Ein Produkt darf nur als Neuheit beworben werden, wenn sich auch der Inhalt geändert hat.

OLG Celle, Urteil vom 06.02.2018 -Az.: 13 U 134/17

 

Sachverhalt

Im Sommer 2017 bewarb ein Unternehmen ein homöopathisches Arzneimittel in einer Zeitschrift als „neu“. Dieses Arzneimittel existiert aber bereits seit 1978 und besitzt seit jeher die selbe Zusammensetzung. Das Unternehmen hatte die Zulassung für das Arzneimittel aber erst im Jahr 2016 erhalten und bewarb es seitdem als „neu“, lediglich den Namen hatte es geändert. Dagegen klagte nun ein Verein zur Wahrung gewerblicher Interessen, dieser sah in der „Neubewerbung“ einen Wettbewerbsverstoß und klagte auf Unterlassung.

 

Ein Wettbewerbsverstoß begründet einen Unterlassungsanspruch

Vorliegend hat das Unternehmen nur den Namen des Produkts geändert, den Wirkstoffgehalt aber übernommen.
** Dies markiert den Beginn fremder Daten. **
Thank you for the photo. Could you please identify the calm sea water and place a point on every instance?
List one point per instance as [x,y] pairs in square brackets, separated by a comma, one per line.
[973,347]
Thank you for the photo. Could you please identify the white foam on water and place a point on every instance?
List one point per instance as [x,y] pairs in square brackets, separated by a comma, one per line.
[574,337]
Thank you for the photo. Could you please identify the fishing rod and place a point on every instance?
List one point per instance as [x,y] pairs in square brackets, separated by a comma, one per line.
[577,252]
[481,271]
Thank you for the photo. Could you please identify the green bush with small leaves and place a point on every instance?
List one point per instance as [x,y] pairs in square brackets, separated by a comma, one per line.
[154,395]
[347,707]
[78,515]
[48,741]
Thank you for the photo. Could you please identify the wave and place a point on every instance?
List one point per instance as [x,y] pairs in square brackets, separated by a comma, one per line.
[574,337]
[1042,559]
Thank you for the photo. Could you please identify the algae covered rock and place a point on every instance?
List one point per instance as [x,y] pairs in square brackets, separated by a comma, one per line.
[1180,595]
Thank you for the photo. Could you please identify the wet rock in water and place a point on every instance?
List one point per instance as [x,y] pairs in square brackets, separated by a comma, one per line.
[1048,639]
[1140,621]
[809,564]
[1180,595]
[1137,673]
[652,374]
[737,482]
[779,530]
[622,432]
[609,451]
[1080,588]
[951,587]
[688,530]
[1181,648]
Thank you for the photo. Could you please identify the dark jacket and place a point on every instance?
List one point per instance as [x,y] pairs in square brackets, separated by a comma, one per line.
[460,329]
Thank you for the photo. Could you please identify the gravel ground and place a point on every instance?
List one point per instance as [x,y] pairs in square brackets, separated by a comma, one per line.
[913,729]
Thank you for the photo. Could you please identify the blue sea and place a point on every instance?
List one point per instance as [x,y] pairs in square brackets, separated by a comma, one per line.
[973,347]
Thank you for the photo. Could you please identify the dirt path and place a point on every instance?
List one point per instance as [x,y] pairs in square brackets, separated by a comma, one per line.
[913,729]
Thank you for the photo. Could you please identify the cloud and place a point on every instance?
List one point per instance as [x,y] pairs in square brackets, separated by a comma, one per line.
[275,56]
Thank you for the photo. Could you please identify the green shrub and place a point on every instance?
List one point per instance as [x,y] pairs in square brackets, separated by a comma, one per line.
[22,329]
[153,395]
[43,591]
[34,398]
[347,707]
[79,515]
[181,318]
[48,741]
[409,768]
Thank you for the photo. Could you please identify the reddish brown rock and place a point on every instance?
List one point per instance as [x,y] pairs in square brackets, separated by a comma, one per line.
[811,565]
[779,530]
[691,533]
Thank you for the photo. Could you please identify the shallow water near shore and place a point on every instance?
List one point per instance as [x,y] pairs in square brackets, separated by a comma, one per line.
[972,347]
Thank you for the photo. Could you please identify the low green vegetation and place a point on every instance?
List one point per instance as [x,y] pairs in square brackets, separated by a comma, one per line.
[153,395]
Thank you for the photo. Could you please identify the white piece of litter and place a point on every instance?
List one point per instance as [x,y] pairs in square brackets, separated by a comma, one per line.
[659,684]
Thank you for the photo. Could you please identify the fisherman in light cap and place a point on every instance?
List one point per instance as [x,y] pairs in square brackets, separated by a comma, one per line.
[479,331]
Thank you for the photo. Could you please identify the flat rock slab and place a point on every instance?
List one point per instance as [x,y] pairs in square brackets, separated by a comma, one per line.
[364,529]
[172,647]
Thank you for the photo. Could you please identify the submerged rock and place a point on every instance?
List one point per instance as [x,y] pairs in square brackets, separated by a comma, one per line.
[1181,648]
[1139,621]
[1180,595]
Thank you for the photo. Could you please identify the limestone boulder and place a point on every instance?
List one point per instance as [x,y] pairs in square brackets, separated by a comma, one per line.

Der Wirkstoffgehalt ist seit mehr als 20 Jahren exakt der gleiche. Das OLG Celle entschied nun zu Gunsten des Vereins, dass darin eine unzulässige irreführende Werbung gemäß §3 Abs.1, 3a UWH, § 3 Abs.1 HWG vorlag. Eine Irreführung liegt vor, wenn das Produkt als „neu“ beworben wird, sich der Wirkstoffgehalt aber nicht geändert hat. Der daraus resultierende Wettbewerbsverstoß begründet einen Unterlassungsanspruch gemäß §8 Abs.1 UWG.